The economic stakes are large. France and Italy traded more than one hundred billion euros in 2025, and France remains Italy’s biggest foreign investor, so the relationship matters whatever the politics.
It is worth being precise about what a summit like this delivers. Much of the agenda is framed as cooperation to deepen rather than treaties signed on the day, and the real test is whether the warm words turn into joint programmes.
Both leaders also face elections within roughly a year, which sharpens every gesture. A summit is partly diplomacy and partly a stage, and each was performing for an audience back home as much as for the other.
Where Macron and Meloni agree, and why Latin America should care
The most striking point of agreement is one that reaches across the Atlantic. Both Macron and Meloni oppose the European Union’s long-negotiated trade deal with Mercosur, the South American bloc of Brazil, Argentina, Uruguay and Paraguay.

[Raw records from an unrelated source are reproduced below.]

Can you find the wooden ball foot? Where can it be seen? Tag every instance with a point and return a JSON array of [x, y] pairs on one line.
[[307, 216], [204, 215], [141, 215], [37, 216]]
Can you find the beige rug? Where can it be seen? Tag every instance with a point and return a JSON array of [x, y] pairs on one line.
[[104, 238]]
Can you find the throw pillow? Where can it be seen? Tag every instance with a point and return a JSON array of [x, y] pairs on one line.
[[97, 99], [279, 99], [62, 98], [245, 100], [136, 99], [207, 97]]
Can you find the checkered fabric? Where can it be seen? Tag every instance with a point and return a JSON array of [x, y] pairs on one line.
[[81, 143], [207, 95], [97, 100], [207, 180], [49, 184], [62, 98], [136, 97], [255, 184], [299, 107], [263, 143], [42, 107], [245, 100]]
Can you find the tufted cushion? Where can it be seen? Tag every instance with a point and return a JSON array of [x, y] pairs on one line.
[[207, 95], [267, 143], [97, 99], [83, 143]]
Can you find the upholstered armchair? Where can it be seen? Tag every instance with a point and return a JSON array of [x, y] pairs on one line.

Their reasons are domestic. French and Italian farmers fear a flood of cheaper South American beef, grain and sugar, and both governments are unwilling to spend political capital defending a deal their rural voters dislike.
For Latin America, that opposition is not a footnote. The Mercosur agreement would open Europe’s vast market to the region’s farm exports, and two of the EU’s three largest economies lining up against it is a serious obstacle.
It is a useful reminder of how Europe’s internal politics ripple outward. A quarrel over French and Italian farms, settled between two leaders who agree on little else, can decide whether a Brazilian rancher or an Argentine grain trader reaches European shelves.
The lesson in governing with your opposite
Strip away the Riviera setting and the summit is a study in coalition by necessity. Two leaders who disagree on the shape of Europe still share borders, supply chains and security threats they cannot face alone.
That is a familiar picture for Latin American readers, whose own polarized politics often force rivals into uneasy partnership. The Antibes meeting suggests that shared interest, not shared ideology, is what actually holds such arrangements together.
Whether the rapprochement lasts is an open question, given how fragile the personal relationship has been. But for now, two opposites have found enough common ground to sit at the same table, which in today’s fractured politics is itself worth noting.
Frequently Asked Questions
What did the Macron and Meloni summit cover?
The June 25 summit in Antibes focused on cooperation in defence, civil nuclear energy, the space industry and transport infrastructure, with nine ministers from each government taking part. It was the first bilateral summit held under the 2021 Quirinal Treaty between France and Italy.
Why are Macron and Meloni described as opposites?
Macron is a pro-European centrist who favours deeper EU integration, while Meloni leads a coalition of right and far-right parties that built its identity resisting it. Their governments have clashed over migration, trade and Europe’s direction, making their cooperation a partnership of necessity rather than shared belief.
How does the summit affect Latin America?
Both leaders oppose the European Union’s trade deal with the South American Mercosur bloc, mainly to protect French and Italian farmers. With two of the EU’s three largest economies against it, the agreement that would open Europe to the region’s farm exports faces a serious obstacle.